Tuesday, February 06, 2018

Mozambique Government Denies Cooperation With North Korea
Deputy Foreign Minister Maria Lucas.
Allafrica.com

Maputo — Mozambique's Deputy Foreign Minister, Maria Lucas, on Monday denied claims, carried by the US television station CNN, that Mozambique is violating United Nations sanctions against North Korea, and is cooperating militarily with Pyongyang.

Interviewed by Radio Mozambique, Lucas said that the only cooperation between Mozambique and North Korea is political. She added that international experts will be visiting the country in the first quarter of the year to monitor compliance with the sanctions against the Kin Jong-un regime.

The experts are from the United Nations panel set up in 2009 to monitor the sanctions, which were imposed because of Pyongyang's illicit nuclear weapons programme. Lucas said Mozambique is willing to cooperate with the UN panel.

“The government recently invited the panel to visit Mozambique to see on the spot the work the country is doing to collaborate with this panel”, said Lucas. “The panel has promised to visit Mozambique during this quarter”.

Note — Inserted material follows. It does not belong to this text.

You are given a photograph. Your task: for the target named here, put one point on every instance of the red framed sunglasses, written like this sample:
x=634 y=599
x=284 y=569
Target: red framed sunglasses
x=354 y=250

Lucas said Mozambique has “historic relations” with North Korea dating back to the early days of the liberation struggle against Portuguese colonial rule, when North Korea provided support for the guerrilla army of the Mozambique Liberation Front (Frelimo).

“We continue to have these political relations with North Korea, but because Mozambique is part of the United Nations, we are cooperating with all the work of the UN panel on the sanctions against North Korea”, said Lucas. “Mozambique is implementing all the lessons and agenda of the United Nations and that is why work is being done on the ground to identify some Mozambican companies working with North Korea before the publication of the sanctions”.

She claimed the government had been working with these companies to make them aware of the sanctions, and insisted “now we have no economic relations with North Korea”.

The CNN piece claimed to have stumbled across a joint fishing venture between Mozambique and North Korea. It filmed two rusting vessels named “Susan 1” and “Susan 2” in the Maputo fishing port, which it claimed were “sanctions busting trawlers manned by crews from North Korea”.

CNN showed ignorance of the Mozambican economy by describing fishing as “one of the country's most lucrative industries”. While this may have been true in the 1970s, today fisheries accounts for a small percentage of Mozambican GDP and of the country's exports.

After the first couple of paragraphs, CNN switches to much more serious allegations of military cooperation. CNN claims that it “uncovered a secret web of front companies, military cooperation and elite-forces training deals between North Korea and Mozambique, all in violation of international sanctions”.

The CNN reporters say they had access to documents showing “that the cooperation is sealed with illegal contracts worth millions of dollars. The money is funnelled through regionally based North Korean diplomats to Pyongyang”.

The report cites unnamed Mozambican military sources saying that “North Koreans have been training elite forces at a base in Maputo for at least two years”.

CNN does not pinpoint the exact location of this alleged base, and no other media has mentioned it.

The purpose of this cooperation, from Pyongyang's point of view, is to obtain desperately needed hard currency. But Mozambique itself has been in severe financial difficulties since the discovery of previously undisclosed debts in 2016.

The “hidden debts” of over two billion US dollars, incurred, with illicit government guarantees, by the security related companies Ematum (Mozambique Tuna Company), Proindicus and MAM (Mozambique Asset Management), led the International Monetary Fund (IMF) to suspend its programme with Mozambique. Other donors and financial agencies followed suit - in April 2016, all 14 donors who used to provide direct support to the state budget suspended their disbursements and to date have not resumed them.

Other parts of the CNN report seem to suggest that the military cooperation of the past may have ended. An earlier report from the UN Panel of Experts mentioned North Korean cooperation with the Mozambican armed forces in such areas as radar and air defence systems, and the refurbishment of tanks and other Soviet-era equipment. A front company called Haegeumgang was used to run the operation.

Thanks to correspondence between Mozambican military officials and North Korean representatives, which CNN claims to have seen, the journalists discovered the Haegeumgang premises in Maputo - a two-story building in the heart of the city.

But the house has been abandoned, and is now up for rent. A rental agent told CNN "There were some Asians living and working here. They left three or four months ago". He said they left because they could not afford to pay the rent.